At the Committee meeting, Hal Katersky, the undercapitalized and inexperienced developer of the Cesspool on Vine (aka The Vine Street Tower), claimed to have no knowledge of the CRA’s lower valuation.
But as one observer of this 4 ½ year saga commented, “If Katersky didn’t know about Ullman and the lower appraisal, then he is a fool. If he did, then he is a liar. In either case, Eric Garcetti, the CRA, and the City Council should have nothing to do with this clown.”
During this Committee meeting, Katersky stated that he did not have any outstanding litigation.
However, prior to Katersky’s unequivocal statement, a polished CRA spokesman said that there were outstanding legal issues involving Albuquerque Studios, the subject of a $100 million bankruptcy. At the same time, Workers Realty is trying to foreclose on its mezzanine loan to Albuquerque Studios. This loan is personally guaranteed by Katersky, a resident of Thousand Oaks, and Dana Arnold, his partner and a resident of Santa Monica. This will have a material adverse impact on their already strained finances.

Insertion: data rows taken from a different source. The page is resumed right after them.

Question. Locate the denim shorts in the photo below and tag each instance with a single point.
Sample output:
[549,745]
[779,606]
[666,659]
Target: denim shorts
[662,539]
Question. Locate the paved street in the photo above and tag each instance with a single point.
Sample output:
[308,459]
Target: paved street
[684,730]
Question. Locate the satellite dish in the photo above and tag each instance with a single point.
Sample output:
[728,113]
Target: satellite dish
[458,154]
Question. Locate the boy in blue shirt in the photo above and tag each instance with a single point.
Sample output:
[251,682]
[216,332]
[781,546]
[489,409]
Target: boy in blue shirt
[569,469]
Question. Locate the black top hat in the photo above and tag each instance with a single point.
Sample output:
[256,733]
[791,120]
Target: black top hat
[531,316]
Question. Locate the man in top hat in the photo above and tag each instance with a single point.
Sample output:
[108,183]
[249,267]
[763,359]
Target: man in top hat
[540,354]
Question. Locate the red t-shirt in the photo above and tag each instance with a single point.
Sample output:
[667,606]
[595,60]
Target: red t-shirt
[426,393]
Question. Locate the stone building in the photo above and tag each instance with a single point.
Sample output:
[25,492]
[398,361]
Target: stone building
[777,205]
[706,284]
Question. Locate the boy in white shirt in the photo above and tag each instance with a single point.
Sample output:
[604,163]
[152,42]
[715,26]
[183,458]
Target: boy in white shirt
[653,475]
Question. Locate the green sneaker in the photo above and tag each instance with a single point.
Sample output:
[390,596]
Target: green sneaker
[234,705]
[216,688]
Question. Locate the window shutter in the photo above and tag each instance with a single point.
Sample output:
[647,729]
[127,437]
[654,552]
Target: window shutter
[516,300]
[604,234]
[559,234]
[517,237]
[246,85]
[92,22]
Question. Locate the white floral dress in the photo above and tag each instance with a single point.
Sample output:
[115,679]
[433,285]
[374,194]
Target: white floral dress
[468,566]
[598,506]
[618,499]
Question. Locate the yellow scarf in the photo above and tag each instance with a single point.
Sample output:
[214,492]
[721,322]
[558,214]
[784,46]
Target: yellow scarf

There is also the lingering question regarding litigation involving Culver Studios that reflects negatively on the character, ethics, and business practices of Katersky and Arnold. According to the Los Angeles Times article of August 17, 2010, “Lawsuits, Failed Ventures, Mark Developer’s Past,” (link) this case, alleging “various acts of fraud and embezzlement,” was settled with Katersky and his partner making “a large financial settlement” and giving up “all their financial interests” in this studio.
Before proceeding, the CRA and the City Council must demand full disclosure in writing regarding the purchase of the property from Ullman and the payment of any fees, including to Earl Lestz, as well as a detailed history of Katersky’s business dealings, litigation, and any related settlements. Katersky needs to represent that such disclosure is full and complete in all material respects. This would not only include Albuquerque and Culver Studios, but litigation involving his business dealings in New Orleans, stock fraud in Oklahoma, and his 1997 bankruptcy.
Furthermore, these disclosures will need to be assumed by any equity investor and lender to insure that the disclosure is thoroughly reviewed by an independent third party for accuracy. Katersky’s word is not sufficient.
Katersky also said the project was “shovel ready, ready to go.” Therefore, the CRA and the City Council must insist on a definitive timetable for breaking ground in the very near future, say 90 days. There must also be a performance bond to insure the timely completion of this Class A office building.
Under the present arrangement, Katersky will purchase the lot from the CRA for the bargain basement purchase price of $825,000, a discount of $4.6 million (85%) from the CRA’s purchase price.
However, experienced real estate executives have said that the total development costs of $56.7 million are overstated by at least $5 million, and probably more in the range of $7 million. If so, this would increase the purchase price to around $6 million, and possibly as much as $8 million.
The issue is not whether The Vine Street Office Tower is a good project. Rather, should the CRA even be involved in the project given the vibrant real estate market in Hollywood? What are the details surrounding the purchase of the lot from Ullman? And why are the CRA and the City of Los Angeles working with Hal Katersky, an undercapitalized developer with no experience in developing speculative, multitenant Class A office buildings in Hollywood and who has a demonstrable track record of questionable business dealings?
As opposed to proceeding with this transaction, the CRA needs to determine if it would be preferable to sell the land to a well capitalized, experienced developer of Class A office buildings in Los Angeles rather than continue with undercapitalized and increasing financially desperate Katersky.
The Cesspool on Vine, the poster child of why the CRA should be abolished, tarnishes the reputation of Eric Garcetti, the City Council, and the City of Los Angeles. As one CityWatch reader quipped six months ago: “To get rid of the Stench, FLUSH KATERSKY!”
Put another way, would you bring this developer home to meet your parents?